Your code may try to link -lblas -llapack
: this isn't the right way to use BLAS
and LAPACK with MKL or ATLAS (though our OpenBLAS now has symlinks that mean this
will work).
MKL§
When you have an Intel compiler module loaded, typing
echo $MKLROOT
will show you that MKL is available.
Easy linking of MKL§
If you can, try to use -mkl
as a compiler flag - if that works, it should get
all the correct libraries linked in the right order. Some build systems do not
work with this however and need explicit linking.
Intel MKL link line advisor§
It can be complicated to get the correct link line for MKL, so Intel has provided a tool which will give you the link line with the libraries in the right order.
- https://software.intel.com/en-us/articles/intel-mkl-link-line-advisor
Pick the version of MKL you are using (for the Intel 2018 compiler it should be Intel(R) MKL 2018.0), and these options:
- OS: Linux
- Pick your compiler. BLAS and LAPACK are Fortran95 interfaces, to select them pick a Fortran compiler.
- Architecture: Intel(R) 64
- You can choose what type of linking you prefer. Dynamic linking means the libraries are linked at runtime and use the .so library, while static means they are linked at compile time and use the .a library. The Single Dynamic Library for later MKL versions will mean MKL will do clever things to work out which parts of it you are using.
- Interface layer: 64-bit integer
- Threading layer: You probably want sequential threading in most cases.
- Select additional libraries (ScaLAPACK) if required.
- Select Intel MPI if required.
- Select 'Link with Intel MKL libraries explicitly'
You'll get something like this:
${MKLROOT}/lib/intel64/libmkl_blas95_ilp64.a ${MKLROOT}/lib/intel64/libmkl_lapack95_ilp64.a -L${MKLROOT}/lib/intel64 -lmkl_scalapack_ilp64 -lmkl_intel_ilp64 -lmkl_sequential -lmkl_core -lmkl_blacs_intelmpi_ilp64 -lpthread -lm -ldl
and compiler options:
-i8 -I${MKLROOT}/include/intel64/ilp64 -I${MKLROOT}/include
It is a good idea to double check the library locations given by the tool are
correct: do an ls ${MKLROOT}/lib/intel64
and make sure the directory exists
and contains the libraries. In the past there have been slight path differences
between tool and install for some versions.
OpenBLAS§
We have native threads, OpenMP and serial versions of OpenBLAS.
Type module avail openblas
to see the available versions.
Linking OpenBLAS§
Our OpenBLAS modules now contain symlinks for libblas
and liblapack
that both
point to libopenblas
. This means that the default -lblas -llapack
will in fact work.
This is how you would normally link OpenBLAS:
-L${OPENBLASROOT}/lib -lopenblas
If code you are compiling requires separate entries for BLAS and LAPACK, set them
both to -lopenblas
.
Troubleshooting: OpenMP loop warning§
If you are running a threaded program and get this warning:
OpenBLAS Warning : Detect OpenMP Loop and this application may hang. Please rebuild the library with USE_OPENMP=1 option.

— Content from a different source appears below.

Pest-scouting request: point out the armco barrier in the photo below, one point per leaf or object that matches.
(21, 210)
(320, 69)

Then tell OpenBLAS to use only one thread by adding the below to your jobscript
(this overrides $OMP_NUM_THREADS
for OpenBLAS only):
export OPENBLAS_NUM_THREADS=1
If it is your own code, you can also set it in the code with the function
void openblas_set_num_threads(int num_threads);
You can avoid this error by compiling with one of the native-threads
or serial
OpenBLAS modules instead of the openmp
one.
ATLAS§
We would generally recommend using OpenBLAS instead at present, but we do have ATLAS modules.
Dynamic linking ATLAS§
There is one combined library each for serial and threaded ATLAS (in most circumstances you probably want the serial version).
Serial:
-L${ATLASROOT}/lib -lsatlas
Threaded:
-L${ATLASROOT}/lib -ltatlas
Static linking ATLAS§
There are multiple libraries to link.
Serial:
-L${ATLASROOT}/lib -llapack -lf77blas -lcblas -latlas
Threaded:
-L${ATLASROOT}/lib -llapack -lptf77blas -lptcblas -latlas
Troubleshooting: libgfortran or lifcore cannot be found§
If you get a runtime error saying that libgfortran.so
cannot be found,
you need to add -lgfortran
to your link line.
The Intel equivalent is -lifcore
.
You can do a module show on the compiler module you are using to see where the Fortran libraries are located if you need to give a full path to them.

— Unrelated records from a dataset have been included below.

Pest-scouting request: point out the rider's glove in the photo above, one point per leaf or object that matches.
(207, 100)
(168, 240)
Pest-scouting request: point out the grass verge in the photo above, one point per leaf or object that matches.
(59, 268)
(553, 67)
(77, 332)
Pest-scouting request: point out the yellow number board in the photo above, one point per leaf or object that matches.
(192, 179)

Installing additional packages for an existing scripting language§
Python§
There are python2/recommended
and python3/recommended
module bundles you will see if you type
module avail python
. These use a virtualenv, have a lot of Python packages installed already,
like numpy and scipy (see the Python package list)
and have pip
set up for you.
Load the GNU compiler§
Our Python installs were built with GCC. You can run them without problems with the default Intel
compilers loaded because it also depends on the gcc-libs/4.9.2
module. However, when you are
installing your own Python packages you should make sure you have the GNU compiler module loaded.
This is to avoid the situation where you build your package with the Intel compiler and then try to
run it with our GNU-based Python. If it compiled any C code, it will be unable to find Intel-specific
instructions and give you errors.
Change your compiler module:
module unload compilers
module load compilers/gnu/4.9.2
If you get an error like this when trying to run something, you built a package with the Intel compiler.
undefined symbol: __intel_sse2_strrchr
Install your own packages in the same virtualenv§
This will use our central virtualenv and the packages we have already installed.
# for Python 2
pip install --user <python2pkg>
# for Python 3
pip3 install --user <python3pkg>
These will install into .python2local
or .python3local
in your home directory.
If your own installed Python packages get into a mess, you can delete (or rename) the whole
.python3local
and start again.
Using your own virtualenv§
If you need different packages that are not compatible with the centrally installed versions (eg. what you are trying to install depends on a different version of something we have already installed) then you can create a new virtualenv and only packages you are installing yourself will be in it.
In this case, you do not want our virtualenv with our packages to also be active.
We have two types of Python modules. If you type module avail python
there are
"bundles" which are named like python3/3.7
- these include our virtualenv and
packages. Then there are the base modules for just python itself, like python/3.7.4
.
When using your own virtualenv, you want to load one of the base python modules.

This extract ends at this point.